Global TOTP hotkey¶
Windows, Linux & macOS
Available on all three. Toggle it under Settings (Windows) or in the tray menu → “TOTP-Hotkey (Ctrl+Alt+P)” (Linux/macOS). See Platform notes below — macOS needs a one-time permission grant, and Linux needs X11.
Press Ctrl+Alt+P anywhere and the app types your current 6-digit TOTP
code into whatever field has focus — handy for any 2FA prompt, not just the
VPN (webmail, a portal login, an SSH gateway…).
How it works¶
- The code is generated on the fly from the TOTP seed in your keyring (the same seed the VPN login uses — see Two-factor setup).
- It's typed as synthetic keystrokes into the focused field, then you press Enter yourself.
- Nothing is shown on screen or copied to the clipboard.
Requirements¶
- A TOTP seed must be stored (otherwise there's nothing to generate).

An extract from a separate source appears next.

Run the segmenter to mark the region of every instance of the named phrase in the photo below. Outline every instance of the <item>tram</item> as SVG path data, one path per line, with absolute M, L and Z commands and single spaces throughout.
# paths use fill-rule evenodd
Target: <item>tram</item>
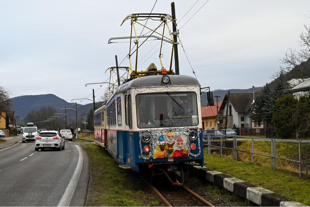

- The hotkey is enabled by default; toggle it in Settings (Windows) or the tray menu (Linux/macOS).
Platform notes¶
Works out of the box. Toggle under Settings.
Toggle in the tray menu → “TOTP-Hotkey (Ctrl+Alt+P)”. It relies on
pynput, which works on X11. On Wayland (the default on newer
GNOME/KDE) the global key-grab and synthetic typing are blocked by the
compositor, so the hotkey won't fire — log into an X11/Xorg session if you
need it.
Toggle in the tray menu → “TOTP-Hotkey (Ctrl+Alt+P)”. macOS gates global keyboard access behind Privacy & Security: the first time, grant the app (or the terminal you launched it from) both Accessibility and Input Monitoring in System Settings → Privacy & Security, then toggle the hotkey off and on again. Without the grant it's a silent no-op (the app keeps working; only the hotkey is inert).
Tip
If Ctrl+Alt+P clashes with another app, disable it (Settings / tray menu).
The code is only valid for ~30 seconds, so trigger it right before you need it.